Question

For a differentiable function \( f : \mathbb{R} \to \mathbb{R} \), suppose \[ f'(x) = 3f(x) + \alpha, \] where \( \alpha \in \mathbb{R} \), \( f(0) = 1 \), and \[ \lim_{x \to -\infty} f(x) = 7. \] Then \( 9f(-\log_2 3) \) is equal to __________ .

Answer 1

Correct Answer: 61

Given the differential equation:

\[\frac{dy}{dx} - 3y = \alpha\]

Let the integrating factor be:

\[I = e^{\int -3dx} = e^{-3x}\]

Multiplying through by the integrating factor:

\[y \cdot e^{-3x} = \int e^{-3x} \cdot \alpha dx\]

Solving for \(y\):

\[y \cdot e^{-3x} = \frac{\alpha e^{-3x}}{-3} + C\]

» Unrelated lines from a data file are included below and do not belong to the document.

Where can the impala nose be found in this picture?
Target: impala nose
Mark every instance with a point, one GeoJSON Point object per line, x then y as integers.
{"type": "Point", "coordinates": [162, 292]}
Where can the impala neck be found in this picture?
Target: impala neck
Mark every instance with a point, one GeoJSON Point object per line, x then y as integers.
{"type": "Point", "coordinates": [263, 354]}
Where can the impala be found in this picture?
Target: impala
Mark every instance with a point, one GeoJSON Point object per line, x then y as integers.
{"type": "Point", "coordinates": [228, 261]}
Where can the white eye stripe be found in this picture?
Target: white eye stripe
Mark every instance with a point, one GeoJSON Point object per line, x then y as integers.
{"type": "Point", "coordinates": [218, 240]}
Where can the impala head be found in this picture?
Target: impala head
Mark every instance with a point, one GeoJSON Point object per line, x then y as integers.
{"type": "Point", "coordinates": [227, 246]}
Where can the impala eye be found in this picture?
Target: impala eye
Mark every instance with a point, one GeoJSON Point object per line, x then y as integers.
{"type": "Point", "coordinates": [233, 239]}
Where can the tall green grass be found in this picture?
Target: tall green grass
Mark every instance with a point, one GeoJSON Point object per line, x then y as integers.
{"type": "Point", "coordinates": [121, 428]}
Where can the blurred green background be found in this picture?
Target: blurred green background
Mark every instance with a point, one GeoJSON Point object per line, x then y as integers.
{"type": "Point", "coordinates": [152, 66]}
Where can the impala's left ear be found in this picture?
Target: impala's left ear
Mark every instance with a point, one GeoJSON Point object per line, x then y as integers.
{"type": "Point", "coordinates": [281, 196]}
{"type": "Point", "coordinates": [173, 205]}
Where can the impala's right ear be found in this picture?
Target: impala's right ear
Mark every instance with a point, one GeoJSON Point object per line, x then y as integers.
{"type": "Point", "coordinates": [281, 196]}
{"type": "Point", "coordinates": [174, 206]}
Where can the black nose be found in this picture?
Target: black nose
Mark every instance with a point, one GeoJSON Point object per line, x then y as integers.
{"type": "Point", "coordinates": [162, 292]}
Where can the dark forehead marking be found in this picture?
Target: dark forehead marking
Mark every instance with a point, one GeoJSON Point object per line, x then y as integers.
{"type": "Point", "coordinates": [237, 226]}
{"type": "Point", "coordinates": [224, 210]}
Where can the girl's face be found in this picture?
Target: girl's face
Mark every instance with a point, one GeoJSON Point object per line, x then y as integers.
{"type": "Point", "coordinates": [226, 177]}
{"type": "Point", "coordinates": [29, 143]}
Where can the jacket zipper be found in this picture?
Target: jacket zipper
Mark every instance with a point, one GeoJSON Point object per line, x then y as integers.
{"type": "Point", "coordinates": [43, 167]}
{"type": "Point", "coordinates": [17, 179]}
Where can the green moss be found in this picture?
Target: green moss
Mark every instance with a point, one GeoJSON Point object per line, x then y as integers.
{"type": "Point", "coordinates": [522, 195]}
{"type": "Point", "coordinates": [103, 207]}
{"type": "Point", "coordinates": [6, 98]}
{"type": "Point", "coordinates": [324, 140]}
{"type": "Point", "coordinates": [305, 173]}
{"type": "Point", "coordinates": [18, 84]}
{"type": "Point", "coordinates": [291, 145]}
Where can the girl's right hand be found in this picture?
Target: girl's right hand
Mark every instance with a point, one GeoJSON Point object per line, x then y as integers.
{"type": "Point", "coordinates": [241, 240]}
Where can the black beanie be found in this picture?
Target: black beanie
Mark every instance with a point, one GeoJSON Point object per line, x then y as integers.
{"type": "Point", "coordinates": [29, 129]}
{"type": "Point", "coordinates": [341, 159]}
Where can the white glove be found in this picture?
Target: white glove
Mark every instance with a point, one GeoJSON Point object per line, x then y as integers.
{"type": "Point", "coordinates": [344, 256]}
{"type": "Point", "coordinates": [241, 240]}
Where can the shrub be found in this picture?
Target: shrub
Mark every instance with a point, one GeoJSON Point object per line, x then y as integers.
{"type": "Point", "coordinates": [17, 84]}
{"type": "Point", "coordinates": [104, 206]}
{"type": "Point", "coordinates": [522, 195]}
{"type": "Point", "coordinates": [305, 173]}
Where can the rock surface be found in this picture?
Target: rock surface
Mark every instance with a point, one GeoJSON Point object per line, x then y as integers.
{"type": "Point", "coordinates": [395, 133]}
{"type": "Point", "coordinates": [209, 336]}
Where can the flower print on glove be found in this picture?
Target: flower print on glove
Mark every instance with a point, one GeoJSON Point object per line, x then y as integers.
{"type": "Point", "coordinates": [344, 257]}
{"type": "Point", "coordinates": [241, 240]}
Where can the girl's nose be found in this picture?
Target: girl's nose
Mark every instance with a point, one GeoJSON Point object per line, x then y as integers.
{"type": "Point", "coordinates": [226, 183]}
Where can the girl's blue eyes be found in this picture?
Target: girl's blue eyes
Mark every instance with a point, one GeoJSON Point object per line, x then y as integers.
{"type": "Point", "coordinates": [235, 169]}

Multiplying through by \(e^{3x}\):

\[y = \frac{\alpha}{-3} + C \cdot e^{3x}\]

Using the initial condition \(x = 0, y = 1\):

\[1 = \frac{\alpha}{-3} + C \cdot e^0\]

\[C = 1 + \frac{\alpha}{3}\]

As \(x \to -\infty, y \to 7\):

\[y = 7 - 6e^{3x}\]

Finally, evaluating:

\[9f(-\log 3) = 61\]